HL Deb 15 March 2004 vol 659 cc1-3

The Lord Bishop of Oxford asked Her Majesty's Government:

Whether, in accordance with the Biological and Toxin Weapons Convention, they will report to the Security Council of the United Nations the reported sale of biological weapons to Iraq by the United States.

The Minister of State, Foreign and Commonwealth Office (Baroness Symons of Vernham Dean)

My Lords, no. The materials were exported by the United States in accordance with export controls in place at the time. The United States did not believe that they would be used for anything other than legitimate research purposes and therefore did not knowingly export the materials to assist a biological weapons programme. There are therefore no grounds for reporting a breach of the Biological and Toxin Weapons Convention.

The Lord Bishop of Oxford

My Lords, I thank the Minister for her reply. Those who know about these matters point out the significance of the phrase that those biological materials, were not attenuated or weakened and were capable of reproduction". That seems to suggest that they might have been used for other than purely therapeutic purposes. Will the Minister comment on that?
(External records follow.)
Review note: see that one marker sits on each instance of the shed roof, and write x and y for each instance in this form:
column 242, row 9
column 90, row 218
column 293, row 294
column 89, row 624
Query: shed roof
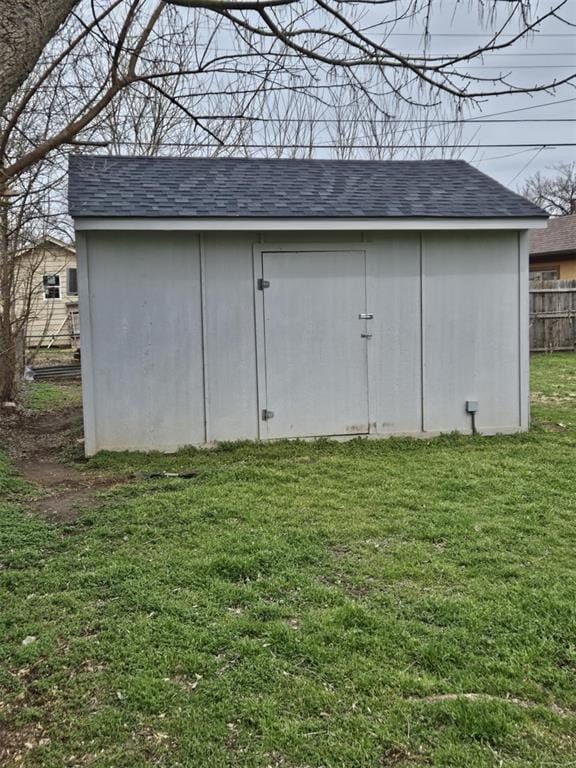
column 192, row 187
column 558, row 237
Baroness Symons of Vernham Dean

My Lords, I have asked those questions myself. While I do not claim to have any particular expertise, I understand that the export of pathogens is the best way of producing vaccines. The Riegle report, which the right reverend Prelate has no doubt seen, details the quantities of various biological materials that were exported between 1985 and 1989. He will have noticed that those quantities were quite small. The Biological and Toxin Weapons Convention makes it clear that governments and states parties have the right to exchange equipment, materials, and scientific and technological information for peaceful purposes. The United States believed that to be the case at the time of those exports.

Lord Redesdale

My Lords, the Iraq Survey Group report came up with three suspicious findings. Two were the clandestine weapons laboratories that do not seem to be there—the Minister will respond to that through the ombudsman. The third was a phial of botulism. Will the Minister confirm that since the Americans supplied the botulism—and we know that they did—it is possible that the phial came from those pathogens supplied by the Americans?

Baroness Symons of Vernham Dean

My Lords, I cannot answer the noble Lord with any certainty about the origins of any particular substances that were found. I am not sure if there is a copy of the Riegle report in the Library of the House, but if there is not, I shall arrange for one to be placed there. As I have said to your Lordships, that report gives details of a whole range of different biological substances that were exported to Iraq at that time. Those substances were exported in very small amounts. It would have been legitimate to have exported pathogens because, as I understand it, it is easier to make vaccines from pathogens. Although it is possible to make them from non-pathogenic material, it is much easier to make them from pathogenic material. However, I doubt whether anybody will be able to say with any certainty what the origins of any particular phial have been.

Lord Hannay of Chiswick

My Lords, does the Minister agree that a serious weakness in the efforts to prevent the proliferation of biological weapons is the lack of an international inspection system to underpin the Biological and Toxin Weapons Convention? Will she say what steps Her Majesty's Government are taking to persuade the US Administration to allow negotiations for such a system to be restarted?

Baroness Symons of Vernham Dean

My Lords, I agree wholeheartedly with the noble Lord. We would like to see a proper verification process put in place under the convention. In terms of persuading the United States to take the same view as we do, we take the opportunities that are available to us to do exactly that. I myself have had meetings with the appropriate under-secretary in the United States State Department and have attempted to persuade him to that very point of view. Sadly, I have not so far been successful.

Lord Howell of Guildford

My Lords, the Minister mentioned the 1994 Riegle report, which, as she has indicated, is very detailed and extensive. Does she agree that whether or not it proves that bacterial cultures were exported by the United States to Iraq at the time—I think that the United States authorities have denied or minimised such claims—it also shows that the Iraqi regime, even then, before and after the first Gulf War, was building up, or aiming to build up, a biological and chemical weapons capability, as well as a nuclear capability, on a considerable scale? If the weapons cannot be found today, there are clear indications that this could happen again. Will the Minister agree that it is vital to strengthen biological weapons conventions of the kind that can be enforced? It is vital, and justifiable, to be sure that Iraq never returns to being a threat to us all.

Baroness Symons of Vernham Dean

Yes, my Lords, I of course agree strongly with that view, which is why the United Kingdom Government are making efforts to strengthen the convention and to emphasise the importance of inspection within the convention. When the Riegle report was first published, it was pointed out that by the time of the invasion of Kuwait, Iraq had developed biological weapons. Its advanced and aggressive biological warfare programme was the most advanced in the Arab world. It was therefore clear that there was such a programme. The way to avoid that in the future is proper enforcement.